Wang Guanzhong (王冠中; born February 1953) is a retired general (shang jiang) of the Chinese People's Liberation Army (PLA). He served as a deputy chief of the Joint Staff and was a member of the 18th Central Committee of the Chinese Communist Party.

==Biography==
Wang Guanzhong was born in February 1953 in Zhaodong, Heilongjiang Province. He joined the PLA in December 1970, serving in the army artillery force in the Shenyang Military Region. He became an officer in 1974 and joined the Chinese Communist Party in the same year. From 1978 to 1979 he studied at the PLA Xi'an Political Academy. From 1983 to 1986 he studied at the graduate school of the Central Party School on a full-time basis.
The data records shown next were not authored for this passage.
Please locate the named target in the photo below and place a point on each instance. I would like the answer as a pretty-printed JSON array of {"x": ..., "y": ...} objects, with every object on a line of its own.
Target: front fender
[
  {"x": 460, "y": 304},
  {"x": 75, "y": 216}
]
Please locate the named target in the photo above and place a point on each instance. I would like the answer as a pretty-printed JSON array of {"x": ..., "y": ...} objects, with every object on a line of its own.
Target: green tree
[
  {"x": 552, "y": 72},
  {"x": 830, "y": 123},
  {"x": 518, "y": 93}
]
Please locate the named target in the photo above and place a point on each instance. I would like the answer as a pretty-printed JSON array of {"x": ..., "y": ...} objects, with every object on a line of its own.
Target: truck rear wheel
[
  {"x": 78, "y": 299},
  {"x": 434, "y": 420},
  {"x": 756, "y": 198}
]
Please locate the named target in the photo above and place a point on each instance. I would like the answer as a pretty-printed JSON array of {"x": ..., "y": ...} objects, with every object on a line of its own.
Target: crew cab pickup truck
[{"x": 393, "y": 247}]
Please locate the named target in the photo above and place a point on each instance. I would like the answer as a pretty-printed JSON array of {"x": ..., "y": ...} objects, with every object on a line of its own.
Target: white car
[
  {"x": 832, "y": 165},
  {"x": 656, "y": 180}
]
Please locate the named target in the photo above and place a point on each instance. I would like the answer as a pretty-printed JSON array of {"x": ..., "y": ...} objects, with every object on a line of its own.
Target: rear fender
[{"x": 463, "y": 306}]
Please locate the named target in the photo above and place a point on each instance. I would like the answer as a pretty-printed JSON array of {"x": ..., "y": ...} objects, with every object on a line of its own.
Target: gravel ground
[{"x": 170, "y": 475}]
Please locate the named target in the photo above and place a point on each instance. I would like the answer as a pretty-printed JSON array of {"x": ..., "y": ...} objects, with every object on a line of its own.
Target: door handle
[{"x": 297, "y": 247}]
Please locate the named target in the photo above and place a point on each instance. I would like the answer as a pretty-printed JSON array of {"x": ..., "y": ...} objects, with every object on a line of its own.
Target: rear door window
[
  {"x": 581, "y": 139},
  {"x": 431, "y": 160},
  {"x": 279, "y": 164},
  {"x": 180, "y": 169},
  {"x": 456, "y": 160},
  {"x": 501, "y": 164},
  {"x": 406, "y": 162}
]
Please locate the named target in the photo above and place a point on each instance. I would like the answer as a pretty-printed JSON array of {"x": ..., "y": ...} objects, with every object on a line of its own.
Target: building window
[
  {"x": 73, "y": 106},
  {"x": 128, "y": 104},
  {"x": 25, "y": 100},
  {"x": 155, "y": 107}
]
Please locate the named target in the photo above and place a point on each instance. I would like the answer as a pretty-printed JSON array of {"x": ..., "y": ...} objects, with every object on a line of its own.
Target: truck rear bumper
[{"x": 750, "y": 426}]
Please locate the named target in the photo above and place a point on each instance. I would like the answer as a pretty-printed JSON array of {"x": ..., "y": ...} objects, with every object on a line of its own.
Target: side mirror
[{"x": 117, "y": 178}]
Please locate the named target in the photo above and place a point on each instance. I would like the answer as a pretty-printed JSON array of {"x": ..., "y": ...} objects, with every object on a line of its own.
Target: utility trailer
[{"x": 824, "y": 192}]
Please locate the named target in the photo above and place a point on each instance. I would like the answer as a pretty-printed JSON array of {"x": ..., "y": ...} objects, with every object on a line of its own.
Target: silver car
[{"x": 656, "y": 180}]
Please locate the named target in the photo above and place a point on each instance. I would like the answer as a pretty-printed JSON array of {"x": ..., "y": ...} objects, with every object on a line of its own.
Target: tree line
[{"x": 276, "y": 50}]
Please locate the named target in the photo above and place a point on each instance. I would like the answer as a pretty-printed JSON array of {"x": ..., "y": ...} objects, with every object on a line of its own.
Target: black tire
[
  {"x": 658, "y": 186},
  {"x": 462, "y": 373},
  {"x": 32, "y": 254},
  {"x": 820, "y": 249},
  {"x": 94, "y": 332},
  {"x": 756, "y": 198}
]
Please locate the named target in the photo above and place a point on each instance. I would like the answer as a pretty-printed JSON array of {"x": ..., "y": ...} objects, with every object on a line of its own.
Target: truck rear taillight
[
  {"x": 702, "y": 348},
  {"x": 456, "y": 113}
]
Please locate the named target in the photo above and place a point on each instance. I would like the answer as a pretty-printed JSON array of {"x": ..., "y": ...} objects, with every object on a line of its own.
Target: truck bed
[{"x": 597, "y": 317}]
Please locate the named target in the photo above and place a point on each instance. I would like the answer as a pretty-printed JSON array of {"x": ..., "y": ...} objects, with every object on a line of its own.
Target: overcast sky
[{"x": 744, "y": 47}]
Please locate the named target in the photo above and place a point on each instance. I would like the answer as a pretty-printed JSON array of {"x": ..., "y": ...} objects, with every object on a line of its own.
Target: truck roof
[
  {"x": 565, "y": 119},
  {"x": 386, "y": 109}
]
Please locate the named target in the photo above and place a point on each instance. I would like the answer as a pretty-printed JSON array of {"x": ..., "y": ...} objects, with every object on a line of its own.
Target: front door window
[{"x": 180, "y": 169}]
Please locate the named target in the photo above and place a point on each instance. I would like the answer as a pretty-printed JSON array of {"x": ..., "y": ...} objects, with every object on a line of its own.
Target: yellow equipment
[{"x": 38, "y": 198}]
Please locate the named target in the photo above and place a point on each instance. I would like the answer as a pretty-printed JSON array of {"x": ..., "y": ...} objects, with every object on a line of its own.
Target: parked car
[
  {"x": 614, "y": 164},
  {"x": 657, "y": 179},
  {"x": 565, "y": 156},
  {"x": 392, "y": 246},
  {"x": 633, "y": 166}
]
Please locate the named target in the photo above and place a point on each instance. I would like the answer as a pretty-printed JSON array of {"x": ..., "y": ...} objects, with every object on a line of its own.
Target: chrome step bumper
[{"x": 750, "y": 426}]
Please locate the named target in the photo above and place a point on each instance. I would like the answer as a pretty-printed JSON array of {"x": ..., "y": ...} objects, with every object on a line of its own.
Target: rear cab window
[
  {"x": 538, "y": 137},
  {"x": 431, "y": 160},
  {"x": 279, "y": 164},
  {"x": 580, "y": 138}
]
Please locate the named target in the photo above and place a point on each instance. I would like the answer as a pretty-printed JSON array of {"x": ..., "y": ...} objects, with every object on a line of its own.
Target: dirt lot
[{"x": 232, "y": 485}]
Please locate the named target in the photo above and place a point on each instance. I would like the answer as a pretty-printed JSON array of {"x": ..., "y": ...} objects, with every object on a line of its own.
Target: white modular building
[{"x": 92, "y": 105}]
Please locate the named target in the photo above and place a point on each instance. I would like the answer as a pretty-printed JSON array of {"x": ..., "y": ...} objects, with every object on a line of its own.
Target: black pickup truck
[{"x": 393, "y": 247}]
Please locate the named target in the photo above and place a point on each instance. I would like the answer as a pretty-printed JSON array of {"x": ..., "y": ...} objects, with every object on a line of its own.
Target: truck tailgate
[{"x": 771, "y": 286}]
In 2001 Wang became a deputy director of the General Office of the Central Military Commission, and was promoted to Director in 2007. He also served as a member of the 17th Central Commission for Discipline Inspection from 2007 to 2012. In October 2012, he was promoted to Deputy Chief of the Joint Staff . In the same year, he was elected to the 18th Central Committee of the Chinese Communist Party (2012–17) as a full member.

Wang Guanzhong attained the rank of major general in 2001 and lieutenant general in 2009.
On 31 July 2015, he was promoted to general (shang jiang), the highest rank for Chinese military officers in active service, along with nine other officers.

==2014 Shangri-La Dialogue==
In 2014, Wang Guanzhong attended the Shangri-La Dialogue in Singapore as China's top military delegate. After Japanese Prime Minister Shinzo Abe and US Defense Secretary Chuck Hagel criticized China's actions in the South China Sea dispute, Wang accused Abe and Hagel of provocation and intimidation. In his speech at the dialogue, he said the criticism was unwarranted and appeared to be coordinated to "stage a provocative challenge against China".